Tesla shares hit their lowest price in eight months


- Advertisement -

Following Elon Musk’s speech, in which he asked investors to understand the dynamics of slowing sales, shares of Tesla Inc (TSLA) plunged to their lowest numbers in eight months. Shares were down nearly 10% as the company failed to beat earnings expectations and warned that its growth will be “considerably lower” than expected this year.

The company’s shares fluctuated around US$180, reaching a level not seen in nearly eight months, since peaking at close to US$184 in May 2023. 

The company made several price cuts throughout last year as it sought to boost sales, which affected its profits. Consequently, managers warned that this strategy’s declining profitability indicates they are approaching the limits of cost reduction in vehicle production.

Unlike before, Tesla did not offer specific growth targets for next year. The company fell short of the 50% annual growth targeted last year despite cutting prices through 2023. Vehicles manufactured grew 38%, and analysts expect a 20% increase this year.

Tesla shares are suffering their worst start to a year. Thursday’s price drop represents the most significant intraday decline in three months.

The electric car maker posted fourth-quarter earnings of $0.71 per share, missing the median estimate of $0.73 per share.
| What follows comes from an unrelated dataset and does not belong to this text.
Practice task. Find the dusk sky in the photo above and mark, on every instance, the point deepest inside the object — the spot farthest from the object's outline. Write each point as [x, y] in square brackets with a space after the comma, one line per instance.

On the revenue side, the company posted revenue of about US$25.2 billion, falling short of Wall Street’s estimate of US$25.9 billion.

Tesla plans to build its new car in the second half of 2024

Elon Musk stated that this situation would be temporary. The company will build its next-generation, much more economical vehicle in the second half of this year at its factory in Austin, Texas, and later in Mexico. The electric car brand will also produce that model at another plant in North America.

This could help the company attract the attention of new mass buyers who currently cannot afford to buy the cars, which start at around US$39,000 in the United States. However, the growth rate for 2024 is expected to be significantly lower than last year’s

Recently, Tesla’s limited supply and high prices have made its cars less affordable. The company has seen how competition, especially from companies in China, has been growing in the market. For example, BYD Co. is increasingly positioned as a company that surpasses Tesla as the company that sells more electric cars globally.

Tesla’s Roadmap to Recovery and Growth

As Tesla navigates through a challenging period marked by lower-than-expected earnings, price reductions, and intensified competition, the company remains focused on innovation and market expansion. Despite the recent dip in share prices and a cautious outlook for growth, Tesla’s plans to introduce a more affordable electric vehicle signal a strategic shift towards broadening its customer base and sustaining long-term growth. This move, coupled with Elon Musk’s assurance of temporary setbacks, suggests that Tesla is adapting its strategies to meet the evolving demands of the electric vehicle market and maintain its competitive edge. The coming months will be crucial for Tesla as it balances cost management, market competition, and innovation, aiming to reaffirm its position as a leader in the electric vehicle industry.